Bromiley: I grew up in a small town, Waterville, Wash., on my parents’ wheat and cattle farm. I’ve always been around agriculture, and that’s what drew me here. I really love viticulture. I love food and wine, and all the different things you can do with wine. I love that it’s an art and a science.
Gupta: When I was a really little kid in Portland, apparently I would take my hockey stick out into the yard and pretend that I was tilling vines, and that I had some little goats to make cheese to go with the wines. Both of my parents are fantastic cooks, and my Dad always had a cellar. First, I studied to be a cognitive psychologist, focusing on sensation and perception, and I really enjoyed that. But the second I turned 21, I started submitting my résumé to tasting rooms here in town. When I started working in wine, I just fell down the rabbit hole and I realized that the only thing I enjoyed more than talking about my research in sensation and perception was talking about wine. So I finished my research job at the University of Washington and moved back here to be in this program. And I don’t regret a minute of it.
What surprises women winemaking students?
GNWW: This is your first quarter in the enology and viticulture program. What’s the most surprising thing you’ve learned so far?

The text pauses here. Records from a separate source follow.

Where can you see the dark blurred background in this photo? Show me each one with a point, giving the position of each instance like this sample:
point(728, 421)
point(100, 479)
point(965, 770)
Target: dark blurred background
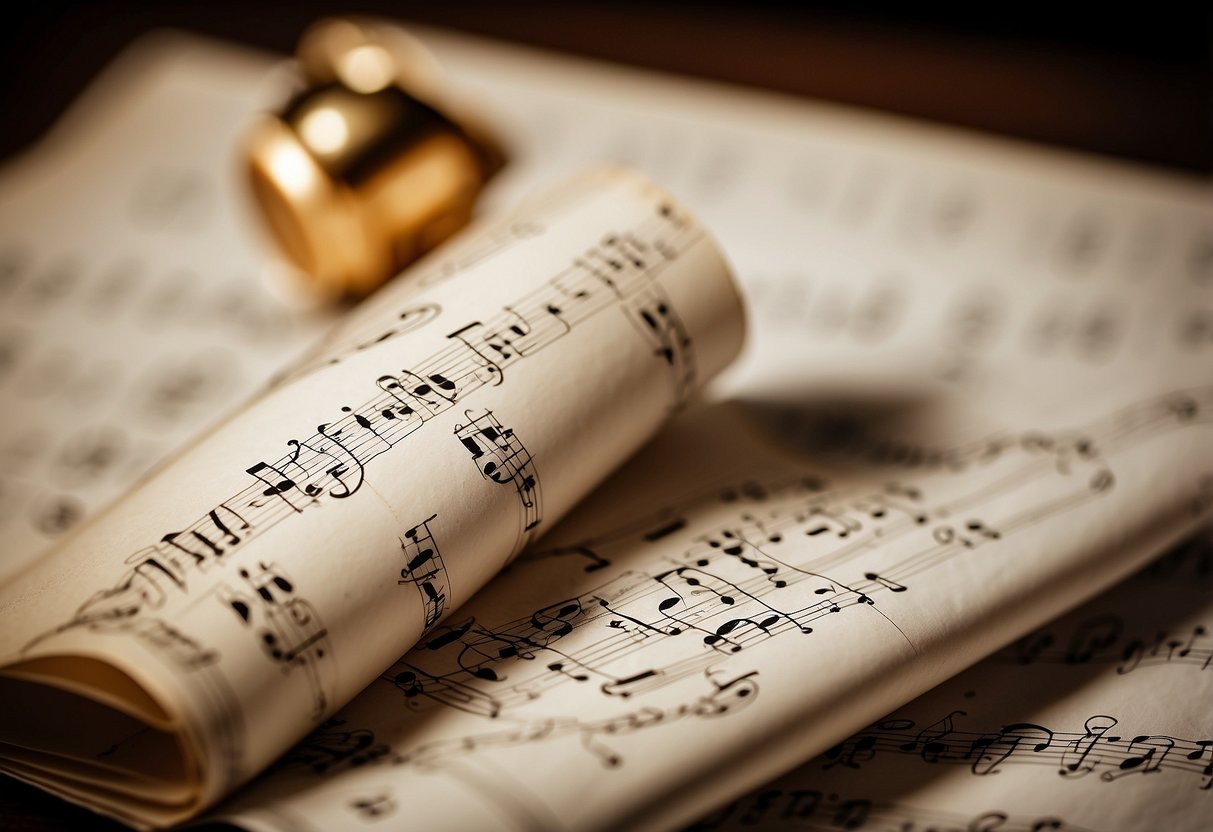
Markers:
point(1131, 80)
point(1134, 84)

Gupta: How much fun a pressure washer is!
Bromiley: How much hands-on work we get to do in this program.
Cassidey: How well-run this program is. Everyone here really knows their stuff, inside and out.
Davidson: How crazy yeast is. It’s an amazing little creature. I had absolutely no clue!
Martz: How much I love the chemistry part of it all.
Enology or viticulture?
GNWW: At this point, do you see yourselves ending up on the enology or viticulture side of the industry?
Martz: It’s still too early to tell, but possibly enology because of the chemistry.
Davidson: I really love working in the vineyard, but I could see myself doing it all. Right now, we’re so new in the program and everything is so interesting!
Cassidey: I want to learn everything. I’ve always been in promotion, marketing and sales, and I like to educate people about wine, so I see myself continuing with that.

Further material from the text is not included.